June 16, 2014 - January 28, 2019, 1,864 patients were recruited, of whom 1,841 (98.9%) provided tissue.
of the 1,841 patients who provided the tissue, 1,674 (90.9%) had biomarker test results, of which 1,404 (83.9%) were grouped according to biomarker results.
group of patients, 655 (46.7%) were studied in subgroups.
subgroup study, driven by biomarkers, evaluated taselisib (targeted PIK3CA mutation), Pabosini (cell cycle gene variant), AZD4547 (EGFR variant), rilotumumab combined elotini (MET), talazoparib (same-source recombination repair defect) and telisotuzumab vedotin (MET).
non-matching subgroup studies evaluated the degree-va-mono-resistance, navu-mono-anti-combined ipi monoanti (anti-PD-1 or PD-L1 primary disease) and the degree-logging monoantigen combined tremelimumab (anti-PD-1 or PD-L1 recurring diseases).

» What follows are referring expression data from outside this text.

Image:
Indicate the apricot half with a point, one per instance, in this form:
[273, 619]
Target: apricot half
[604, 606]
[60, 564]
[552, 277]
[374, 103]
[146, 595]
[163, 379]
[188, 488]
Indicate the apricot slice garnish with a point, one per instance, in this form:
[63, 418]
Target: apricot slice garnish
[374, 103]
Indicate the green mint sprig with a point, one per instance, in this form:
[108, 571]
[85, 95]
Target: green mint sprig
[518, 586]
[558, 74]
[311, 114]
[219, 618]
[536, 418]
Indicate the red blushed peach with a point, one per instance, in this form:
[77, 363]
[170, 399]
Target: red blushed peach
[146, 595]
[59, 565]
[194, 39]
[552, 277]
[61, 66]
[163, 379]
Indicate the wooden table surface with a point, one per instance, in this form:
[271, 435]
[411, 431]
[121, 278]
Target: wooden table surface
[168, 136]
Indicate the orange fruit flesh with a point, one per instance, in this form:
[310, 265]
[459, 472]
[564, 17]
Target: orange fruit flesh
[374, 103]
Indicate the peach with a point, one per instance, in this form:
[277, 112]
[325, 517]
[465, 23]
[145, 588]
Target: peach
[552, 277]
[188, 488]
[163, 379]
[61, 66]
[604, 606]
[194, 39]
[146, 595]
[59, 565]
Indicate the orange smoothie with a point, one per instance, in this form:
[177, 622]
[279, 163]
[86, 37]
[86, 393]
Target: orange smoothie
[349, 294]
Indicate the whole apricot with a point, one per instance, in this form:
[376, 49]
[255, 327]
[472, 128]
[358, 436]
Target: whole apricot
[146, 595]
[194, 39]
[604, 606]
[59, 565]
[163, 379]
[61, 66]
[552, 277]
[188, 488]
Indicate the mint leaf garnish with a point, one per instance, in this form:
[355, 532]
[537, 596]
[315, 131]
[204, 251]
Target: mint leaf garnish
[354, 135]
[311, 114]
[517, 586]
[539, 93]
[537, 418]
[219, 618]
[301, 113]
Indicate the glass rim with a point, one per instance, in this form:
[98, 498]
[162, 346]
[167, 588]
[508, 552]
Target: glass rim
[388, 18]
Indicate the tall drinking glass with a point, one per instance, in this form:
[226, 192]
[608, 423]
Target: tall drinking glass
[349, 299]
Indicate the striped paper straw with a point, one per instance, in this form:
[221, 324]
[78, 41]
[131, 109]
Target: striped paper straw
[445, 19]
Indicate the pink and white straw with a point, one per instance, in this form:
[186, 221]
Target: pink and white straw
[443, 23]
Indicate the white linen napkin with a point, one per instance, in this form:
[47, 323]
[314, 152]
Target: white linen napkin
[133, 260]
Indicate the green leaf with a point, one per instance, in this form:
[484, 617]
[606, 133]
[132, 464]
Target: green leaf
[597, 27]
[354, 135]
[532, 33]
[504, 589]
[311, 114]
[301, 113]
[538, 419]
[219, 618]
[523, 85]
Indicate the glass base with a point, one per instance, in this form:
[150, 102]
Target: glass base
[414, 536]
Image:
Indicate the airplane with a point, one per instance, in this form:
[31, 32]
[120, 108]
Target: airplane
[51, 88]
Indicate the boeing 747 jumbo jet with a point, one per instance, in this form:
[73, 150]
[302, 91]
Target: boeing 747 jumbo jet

combined subgroup study data, 7 out of 143 patients (7.0%) responded to targeted treatment, 53 out of 315 patients (16.8%) responded to PD-1 or PD-L1 treatment (primary immunotherapy disease), and 3 out of 56 patients (5.4%) responded to dorsey secondary therapy.
survival was 5.9 months in the targeted treatment group, 7.7 months in the dossythal group and 10.8 months in the anti-PD-1 or anti-PD-L1 group.
progress-free survival of the three groups was 2.5 months, 2.7 months and 3.0 months, respectively.
Lung-MAP (S1400) has achieved its goal of rapidly addressing biomarker-driven treatment for squamous non-small cell lung cancer.
the beginning of 2019, a new screening programme was implemented to extend screening to all histological types of non-small cell lung cancer and to increase the combined immunotherapy programme against PD-1 and anti-PD-L1 for relapsed diseases.
these changes, Lung-MAP will continue to achieve its goals and focus on unsealed needs in the treatment of advanced lung cancer.